Getting higher returns on commercial selling assets is the key to addressing the Achilles Heel of all ABM programs – scalability and profitability. The most financially valid business cases will treat ABM as a “force multiplier” that dramatically improves the utilization of these growth assets by taking significant human labor sales preparation out of content personalization and marketing program execution. “ABM can dramatically improve your organizations return on assets because the average B2B organization relies on over 25 different sales and marketing solutions, tools and data sources – and most of them are essential to running an ABM program,” says Chris Hummel. “This commercial infrastructure is one of the most valuable financial assets in the business. ABM programs are inherently profitable because they focus limited sales and marketing resources on the highest value buyers within target accounts. But their greatest value lies in their potential to leverage and monetize all of the commercial assets in the business by turning technology and data into force multipliers. This is why a well-orchestrated ABM program, when measured based on a returns on asset basis, are among the highest return investments an organization can make.”
The problem most organizations have in establishing valid measurements for their ABM programs and investments is that the economics of ABM, while compelling, are not well understood by CFOs and the senior leadership team who allocate capital. Consider that over 95% of inbound digital marketing interactions are anonymous to the degree that an account rep does not know their customers are engaging with the business.
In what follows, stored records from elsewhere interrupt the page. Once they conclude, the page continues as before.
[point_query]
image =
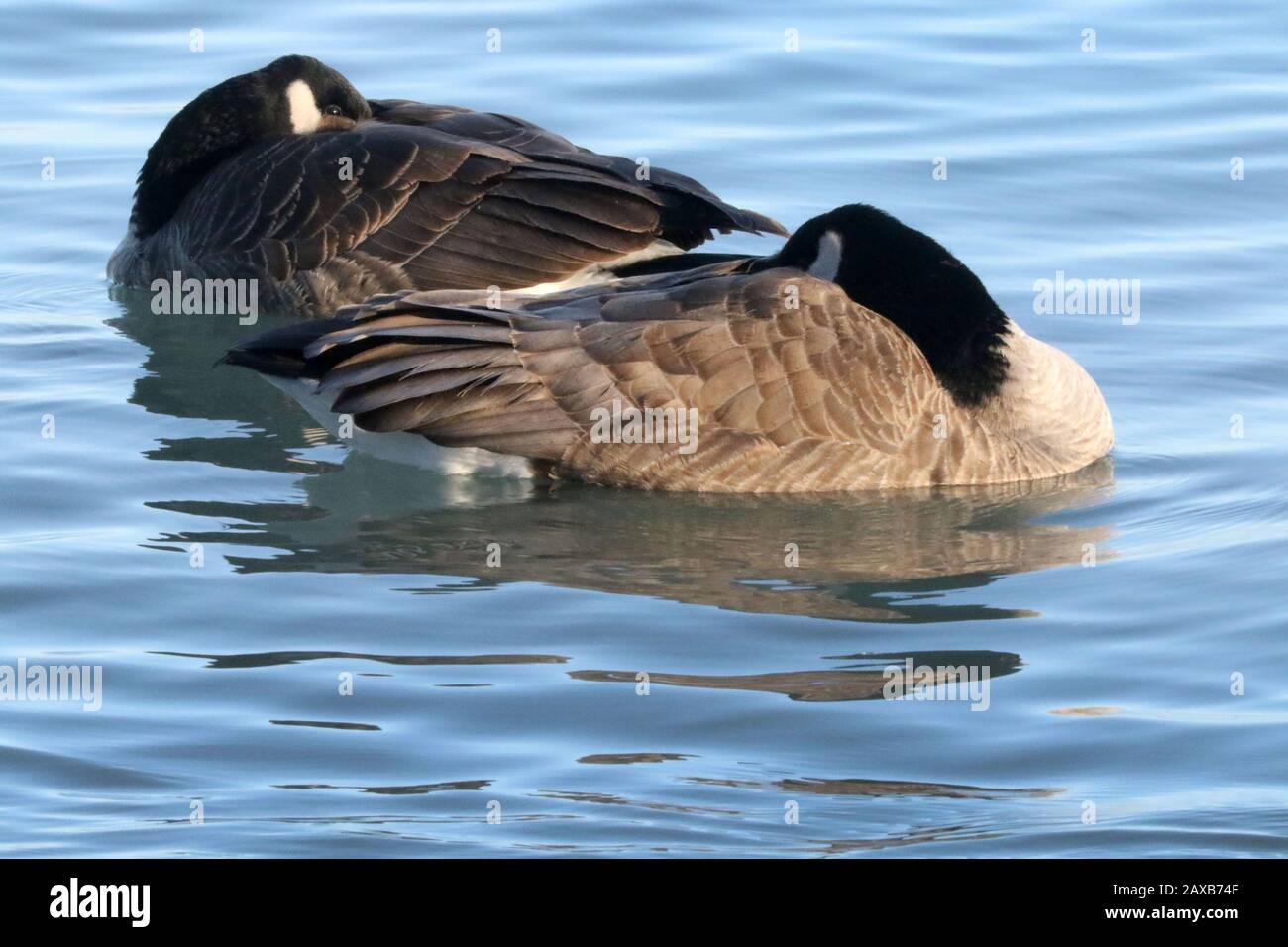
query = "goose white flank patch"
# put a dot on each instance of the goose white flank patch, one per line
(898, 371)
(290, 176)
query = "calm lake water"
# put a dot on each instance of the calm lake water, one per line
(230, 565)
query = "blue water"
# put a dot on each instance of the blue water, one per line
(511, 690)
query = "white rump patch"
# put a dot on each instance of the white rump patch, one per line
(305, 114)
(828, 261)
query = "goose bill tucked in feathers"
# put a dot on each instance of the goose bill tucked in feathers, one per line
(290, 176)
(798, 382)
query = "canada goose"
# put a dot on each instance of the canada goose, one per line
(290, 176)
(863, 355)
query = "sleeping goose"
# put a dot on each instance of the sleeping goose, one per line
(287, 175)
(861, 356)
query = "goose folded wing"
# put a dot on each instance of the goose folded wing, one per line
(295, 202)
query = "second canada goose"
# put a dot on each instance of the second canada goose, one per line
(288, 176)
(863, 355)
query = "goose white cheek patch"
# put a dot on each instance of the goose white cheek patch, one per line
(828, 261)
(305, 114)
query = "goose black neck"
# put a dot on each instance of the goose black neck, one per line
(206, 132)
(915, 283)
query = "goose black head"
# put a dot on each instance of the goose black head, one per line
(911, 279)
(295, 94)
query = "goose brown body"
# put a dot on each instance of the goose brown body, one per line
(797, 386)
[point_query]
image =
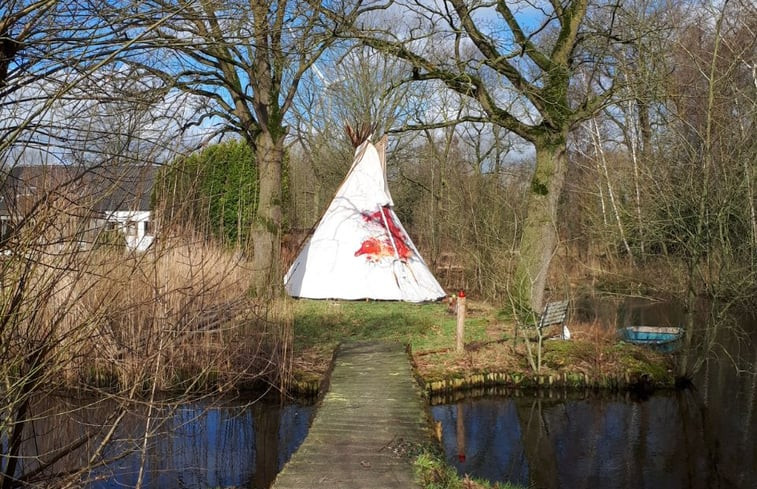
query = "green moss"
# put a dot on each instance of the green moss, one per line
(432, 472)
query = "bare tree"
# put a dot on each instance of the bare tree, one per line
(488, 52)
(245, 60)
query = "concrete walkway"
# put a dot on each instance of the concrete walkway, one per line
(368, 428)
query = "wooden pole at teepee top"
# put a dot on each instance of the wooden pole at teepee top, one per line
(358, 137)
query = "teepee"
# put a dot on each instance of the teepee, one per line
(359, 250)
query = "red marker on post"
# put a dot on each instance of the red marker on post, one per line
(459, 339)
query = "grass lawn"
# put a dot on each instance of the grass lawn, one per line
(594, 355)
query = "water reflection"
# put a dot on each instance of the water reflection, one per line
(203, 444)
(701, 437)
(665, 441)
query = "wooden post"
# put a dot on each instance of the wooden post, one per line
(460, 337)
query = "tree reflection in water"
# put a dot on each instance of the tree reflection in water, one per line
(202, 444)
(701, 437)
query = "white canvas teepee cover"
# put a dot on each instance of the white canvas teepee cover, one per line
(359, 249)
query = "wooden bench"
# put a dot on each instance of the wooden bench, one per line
(555, 313)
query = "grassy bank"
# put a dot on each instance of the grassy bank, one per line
(594, 358)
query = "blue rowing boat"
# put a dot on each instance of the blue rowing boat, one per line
(664, 339)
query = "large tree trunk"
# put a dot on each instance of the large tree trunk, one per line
(539, 238)
(266, 227)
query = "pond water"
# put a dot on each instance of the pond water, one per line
(701, 437)
(210, 443)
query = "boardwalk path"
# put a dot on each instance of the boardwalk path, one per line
(371, 416)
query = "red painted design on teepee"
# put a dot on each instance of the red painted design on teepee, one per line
(377, 248)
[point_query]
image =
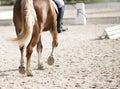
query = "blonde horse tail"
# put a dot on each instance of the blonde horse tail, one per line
(28, 21)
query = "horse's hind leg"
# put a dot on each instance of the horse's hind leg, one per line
(54, 44)
(39, 50)
(22, 67)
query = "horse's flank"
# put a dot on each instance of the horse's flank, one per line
(31, 17)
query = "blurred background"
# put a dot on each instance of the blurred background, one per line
(11, 2)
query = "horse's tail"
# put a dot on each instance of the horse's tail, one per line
(28, 21)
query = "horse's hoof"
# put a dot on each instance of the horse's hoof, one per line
(40, 67)
(22, 69)
(29, 73)
(50, 60)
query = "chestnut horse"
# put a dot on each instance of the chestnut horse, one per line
(31, 17)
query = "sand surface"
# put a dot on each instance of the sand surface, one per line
(81, 62)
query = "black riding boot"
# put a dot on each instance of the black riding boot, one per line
(60, 20)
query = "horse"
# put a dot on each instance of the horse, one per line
(31, 18)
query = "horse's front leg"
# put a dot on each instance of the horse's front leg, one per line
(30, 47)
(22, 67)
(33, 42)
(54, 44)
(39, 51)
That means if a company spends $10 in fully-loaded owned and paid marketing expense to get an anonymous inquiry, they are actually spending $200 for that inquiry. Add in the capital expense of maintaining the digital marketing infrastructure that supports that lead flow and it’s even more expensive. The real value of ABM is that it makes all of that investment pay off by identifying more of the leads coming in digitally and getting that information to a human rep who can convert it into value, winning a deal or saving an account from leaving. Conventional waterfall and siloed marketing metrics fail to make this economic formula clear.
Most B2B CMOs believe that the traditional measures of sales and marketing effectiveness based on the demand unit waterfall model – Marketing sourced pipeline to Marketing Qualified leads to Sales Qualified Leads – are flawed. In practice, these metrics waste precious energy on documenting who gets credit instead of improving account profitability and customer lifetime value. They also make it difficult to reconcile interactions with many individual stakeholders into a coherent picture of account potential, profitability, penetration, and customer lifetime value. “Sales and Marketing have historically been separate functions with separate goals and KPIs,” says Jaime Punishill, CMO of nCino. With all this confusion about the economics of ABM, it’s little surprise that almost half (45%) of companies don’t currently measure the ROI of their ABM investments. For ABM to work, marketing and sales will need a common economic purpose and financial incentive based on account potential, profitability, penetration, and customer lifetime value if they are going to collaborate around a common customer journey.